Says Foreign Minister
To sustain export growth, Bangladesh has to face tough competition

Foreign Minister Dr. Khalilur Rahman. Phopto: Foreign Ministry.
Bangladesh's export market is facing challenges due to the global economic slowdown, climate risks, and the changing dynamics of world trade. To tackle these challenges, the country must engage in tough competition. In the current situation, it is also crucial to adopt new strategies to maintain the export market and expand its reach, said Foreign Minister Dr. Khalilur Rahman.
Dr. Khalilur attended the inaugural session of the "Roadmap to Trade, Growth and Economic Diplomacy Conference" in the capital on Saturday. He highlighted the various negative impacts of the global economy on developing countries, including Bangladesh. At the same time, he called for renewed emphasis on economic diplomacy to transform these challenges into opportunities.
The conference was jointly organized by the Ministry of Foreign Affairs and the Bangladesh Investment Development Authority (BIDA). Senior government officials, heads of diplomatic missions, development partners, and representatives of the private sector participated. Addressing the event were State Minister for Foreign Affairs Shama Obaid Islam, the Prime Minister's Foreign Affairs Adviser Humayun Kabir, and Foreign Secretary Asad Alam Siam.
The newly elected President of the 81st session of the United Nations General Assembly noted that while the growth potential in Bangladesh's major export markets is positive, the pace is moderate. This could reduce consumer demand and impact exports.
The Foreign Minister reminded that the new government, led by Prime Minister Tarek Rahman, has taken office at a time when the global economy is facing multiple crises. These include a slowdown in economic and commercial growth, geopolitical tensions, trade policy uncertainty, climate risks, rising trade barriers, and major shifts in global supply chains.
According to him, the ongoing energy crisis has created a new level of complexity. Bangladesh is not isolated from these global situations, as they have a profound impact on national policymaking and economic diplomacy.
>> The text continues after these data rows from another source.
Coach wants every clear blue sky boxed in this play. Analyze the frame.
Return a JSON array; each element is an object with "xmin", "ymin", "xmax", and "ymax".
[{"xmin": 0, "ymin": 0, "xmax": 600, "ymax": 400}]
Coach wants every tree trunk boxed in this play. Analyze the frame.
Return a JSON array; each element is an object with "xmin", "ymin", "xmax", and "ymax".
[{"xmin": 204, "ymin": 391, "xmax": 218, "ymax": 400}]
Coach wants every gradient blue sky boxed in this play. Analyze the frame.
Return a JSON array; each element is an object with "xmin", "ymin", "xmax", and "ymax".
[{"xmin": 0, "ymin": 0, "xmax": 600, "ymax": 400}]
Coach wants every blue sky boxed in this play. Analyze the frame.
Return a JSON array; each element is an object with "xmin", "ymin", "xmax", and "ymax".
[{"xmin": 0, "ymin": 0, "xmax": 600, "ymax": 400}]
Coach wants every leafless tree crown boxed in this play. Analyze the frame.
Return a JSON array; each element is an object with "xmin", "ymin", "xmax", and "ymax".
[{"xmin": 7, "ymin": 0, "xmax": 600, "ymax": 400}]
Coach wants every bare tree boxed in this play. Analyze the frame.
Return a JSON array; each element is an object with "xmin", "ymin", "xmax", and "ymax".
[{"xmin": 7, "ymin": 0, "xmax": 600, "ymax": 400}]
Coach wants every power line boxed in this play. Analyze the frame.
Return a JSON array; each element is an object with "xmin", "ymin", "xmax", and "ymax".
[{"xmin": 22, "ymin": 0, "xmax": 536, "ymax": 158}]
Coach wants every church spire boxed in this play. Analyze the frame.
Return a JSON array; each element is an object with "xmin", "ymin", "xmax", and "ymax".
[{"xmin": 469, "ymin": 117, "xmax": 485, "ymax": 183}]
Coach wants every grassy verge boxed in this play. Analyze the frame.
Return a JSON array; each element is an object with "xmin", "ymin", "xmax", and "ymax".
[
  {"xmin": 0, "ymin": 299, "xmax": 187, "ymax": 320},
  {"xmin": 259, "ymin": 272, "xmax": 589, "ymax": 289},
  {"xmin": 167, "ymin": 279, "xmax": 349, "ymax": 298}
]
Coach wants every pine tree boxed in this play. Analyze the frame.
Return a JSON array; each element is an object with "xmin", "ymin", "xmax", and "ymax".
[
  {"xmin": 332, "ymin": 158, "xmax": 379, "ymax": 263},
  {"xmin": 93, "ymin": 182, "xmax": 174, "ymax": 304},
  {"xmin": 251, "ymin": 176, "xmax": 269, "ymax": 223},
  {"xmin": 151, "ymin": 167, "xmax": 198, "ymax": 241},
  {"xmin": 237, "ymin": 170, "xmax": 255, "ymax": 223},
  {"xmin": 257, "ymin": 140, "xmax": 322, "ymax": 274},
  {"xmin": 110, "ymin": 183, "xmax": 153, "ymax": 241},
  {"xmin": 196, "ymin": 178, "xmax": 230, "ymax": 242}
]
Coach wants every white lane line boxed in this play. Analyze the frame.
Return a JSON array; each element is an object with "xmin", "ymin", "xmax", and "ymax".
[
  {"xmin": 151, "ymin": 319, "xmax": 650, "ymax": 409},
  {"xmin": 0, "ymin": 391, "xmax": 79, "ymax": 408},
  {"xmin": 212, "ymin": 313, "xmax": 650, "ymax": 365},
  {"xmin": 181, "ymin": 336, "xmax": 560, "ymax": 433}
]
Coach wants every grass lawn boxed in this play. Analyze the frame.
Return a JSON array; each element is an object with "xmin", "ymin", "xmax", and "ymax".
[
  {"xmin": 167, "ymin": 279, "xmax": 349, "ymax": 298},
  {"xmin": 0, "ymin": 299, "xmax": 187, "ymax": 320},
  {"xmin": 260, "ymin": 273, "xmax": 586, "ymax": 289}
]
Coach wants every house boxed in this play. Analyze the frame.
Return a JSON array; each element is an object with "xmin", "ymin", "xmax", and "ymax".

Highlighting the financial crisis in developing countries, the Foreign Minister said, "Global financial markets and institutions are now strictly controlling production, trade, and investment flows. It has become difficult for countries like Bangladesh to raise capital. They have to pay much higher interest on loans. Due to market volatility, we are at extreme risk."
He noted that developed countries can typically borrow at interest rates of 1 to 4 percent, whereas emerging and developing countries often have to pay 6 to 12 percent or even higher on loans. As a result, access to affordable and safe financing remains limited for us.
The Foreign Minister also highlighted the growing link between climate risks and the financing crisis.
He warned that due to the ongoing global energy crisis, Bangladesh's expenditure on imported fuel has already increased significantly, hurting production costs and overall competitiveness. High energy prices could divert resources away from development programs, raising concerns about long-term negative impacts on the economy.
Citing data from the International Energy Agency (IEA), he noted that the current energy crisis could surpass even the oil crisis of the 1970s. That crisis forced many developing countries to endure a "lost decade" of development in the 1980s. At that time, then-President Ziaur Rahman prioritized agricultural modernization and free market policies, laying the foundation for the country's ready-made garment industry.
"To address the current global challenges, Prime Minister Tarique Rahman's forward-thinking vision is built on three strategic goals: stability, reform, and progress," the Foreign Minister added. He emphasized translating the Prime Minister's vision for economic and commercial diplomacy into practical action plans.